'Function Factory' for Box-Cox Transformation of Data
boxcox3.Rd
Function factory to create functions that take \(\lambda\) as an argument for performing the Box-Cox transformation on a given dataset. Adapted from Wickham (2019) Section 10.4.4 Exercises.
Value
Returns a function
taking a single argument \(\lambda\) that performs the Box-Cox
transformation on data x.
Details
A numeric vector containing the data to be transformed is provided as an argument to this 'function factory', which returns a function performing the Box-Cox transformation on those data for any given value of \(\lambda\).
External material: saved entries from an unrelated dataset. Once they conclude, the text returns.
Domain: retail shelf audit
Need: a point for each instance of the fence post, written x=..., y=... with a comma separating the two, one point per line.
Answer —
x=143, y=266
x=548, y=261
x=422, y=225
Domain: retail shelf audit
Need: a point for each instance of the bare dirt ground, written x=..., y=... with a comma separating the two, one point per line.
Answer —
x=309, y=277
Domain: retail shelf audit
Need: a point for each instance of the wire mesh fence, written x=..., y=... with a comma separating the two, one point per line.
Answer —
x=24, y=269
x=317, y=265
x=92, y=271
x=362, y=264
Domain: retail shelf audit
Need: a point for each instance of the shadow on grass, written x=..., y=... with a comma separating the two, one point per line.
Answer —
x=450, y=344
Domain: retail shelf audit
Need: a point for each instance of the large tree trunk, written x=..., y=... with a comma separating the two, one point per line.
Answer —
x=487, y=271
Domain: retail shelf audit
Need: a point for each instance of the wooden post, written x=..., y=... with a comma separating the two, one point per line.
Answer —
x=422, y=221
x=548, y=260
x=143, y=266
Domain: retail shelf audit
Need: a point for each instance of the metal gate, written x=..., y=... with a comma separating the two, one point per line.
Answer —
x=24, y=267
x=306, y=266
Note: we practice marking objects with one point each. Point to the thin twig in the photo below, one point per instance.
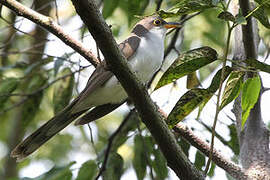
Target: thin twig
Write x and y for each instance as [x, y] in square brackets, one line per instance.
[218, 96]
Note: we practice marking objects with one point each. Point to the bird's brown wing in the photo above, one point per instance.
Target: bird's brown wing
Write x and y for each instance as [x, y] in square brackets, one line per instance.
[99, 77]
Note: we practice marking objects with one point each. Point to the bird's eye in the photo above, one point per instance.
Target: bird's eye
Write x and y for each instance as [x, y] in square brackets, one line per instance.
[157, 22]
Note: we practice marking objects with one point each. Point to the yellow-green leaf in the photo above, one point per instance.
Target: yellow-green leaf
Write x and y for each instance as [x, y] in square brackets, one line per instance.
[193, 98]
[7, 86]
[187, 63]
[258, 65]
[232, 88]
[250, 94]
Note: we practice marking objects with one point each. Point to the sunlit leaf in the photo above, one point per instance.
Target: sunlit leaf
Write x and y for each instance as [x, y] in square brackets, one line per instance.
[260, 15]
[211, 170]
[250, 94]
[232, 88]
[227, 16]
[140, 160]
[57, 64]
[192, 80]
[56, 173]
[187, 63]
[7, 86]
[199, 160]
[186, 104]
[63, 89]
[194, 97]
[186, 7]
[240, 20]
[258, 65]
[88, 170]
[216, 80]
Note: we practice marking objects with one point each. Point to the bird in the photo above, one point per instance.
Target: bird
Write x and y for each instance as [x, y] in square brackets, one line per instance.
[144, 51]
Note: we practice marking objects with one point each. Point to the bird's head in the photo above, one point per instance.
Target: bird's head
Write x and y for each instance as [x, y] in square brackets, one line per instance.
[153, 24]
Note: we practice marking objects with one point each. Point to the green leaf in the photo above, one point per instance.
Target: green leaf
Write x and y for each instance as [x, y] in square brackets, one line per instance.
[56, 173]
[250, 94]
[88, 170]
[63, 90]
[187, 63]
[109, 7]
[199, 160]
[192, 80]
[216, 80]
[240, 20]
[258, 65]
[114, 168]
[212, 170]
[227, 16]
[186, 104]
[260, 15]
[160, 165]
[186, 7]
[232, 88]
[140, 157]
[7, 86]
[57, 64]
[194, 97]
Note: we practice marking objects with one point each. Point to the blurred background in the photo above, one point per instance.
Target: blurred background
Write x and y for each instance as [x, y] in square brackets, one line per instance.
[44, 74]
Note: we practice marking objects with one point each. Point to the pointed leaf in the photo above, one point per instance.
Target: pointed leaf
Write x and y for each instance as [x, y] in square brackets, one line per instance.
[240, 20]
[186, 7]
[232, 88]
[88, 170]
[186, 104]
[258, 65]
[192, 80]
[216, 79]
[160, 165]
[199, 160]
[187, 63]
[140, 160]
[227, 16]
[260, 15]
[193, 98]
[7, 86]
[250, 94]
[57, 64]
[63, 89]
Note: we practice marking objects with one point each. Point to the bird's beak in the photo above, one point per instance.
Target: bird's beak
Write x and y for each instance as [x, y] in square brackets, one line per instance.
[172, 25]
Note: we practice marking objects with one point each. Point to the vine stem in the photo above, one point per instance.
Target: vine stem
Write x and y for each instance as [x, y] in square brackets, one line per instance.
[218, 97]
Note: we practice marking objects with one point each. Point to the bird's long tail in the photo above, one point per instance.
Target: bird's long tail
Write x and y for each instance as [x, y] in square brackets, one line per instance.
[44, 133]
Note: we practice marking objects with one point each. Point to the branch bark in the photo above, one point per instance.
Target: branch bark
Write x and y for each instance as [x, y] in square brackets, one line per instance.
[148, 111]
[47, 23]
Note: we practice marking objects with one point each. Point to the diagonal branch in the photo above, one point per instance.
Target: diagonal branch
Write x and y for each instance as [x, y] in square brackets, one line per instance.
[176, 159]
[47, 23]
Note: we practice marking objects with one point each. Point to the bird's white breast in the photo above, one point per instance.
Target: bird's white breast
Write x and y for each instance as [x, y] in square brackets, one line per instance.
[148, 57]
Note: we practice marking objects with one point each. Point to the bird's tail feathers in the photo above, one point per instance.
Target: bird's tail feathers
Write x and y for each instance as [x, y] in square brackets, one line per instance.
[44, 133]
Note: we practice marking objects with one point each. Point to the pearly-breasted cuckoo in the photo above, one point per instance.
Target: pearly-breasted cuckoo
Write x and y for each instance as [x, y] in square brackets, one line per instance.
[144, 50]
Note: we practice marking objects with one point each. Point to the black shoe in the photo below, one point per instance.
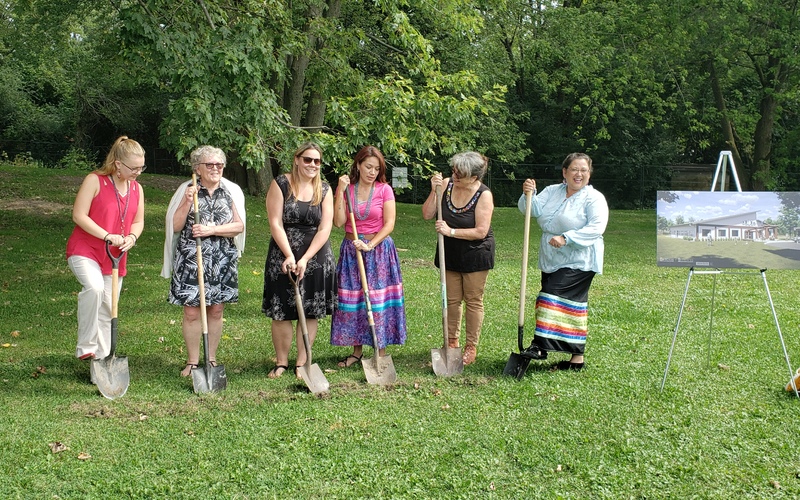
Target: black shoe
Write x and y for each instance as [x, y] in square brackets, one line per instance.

The Box-Cox transformation takes the following form: -
if \(\lambda \ne 0\) $$y(\lambda) = \displaystyle \frac{y^\lambda - 1}{\lambda}$$
if \(\lambda = 0\) $$y(\lambda) = \log(y)$$
If labile_data
is TRUE
, data
are represented in the boxcox3()
function environment as a
quosure
, and functions returned by will automatically refer to the current version of
data
in its original environment
, usually the calling environment i.e., typically but not
necessarily the global environment. If labile_data
is FALSE
, returned functions refer to a copy of data
saved in the function environment at the time of execution of boxcox3()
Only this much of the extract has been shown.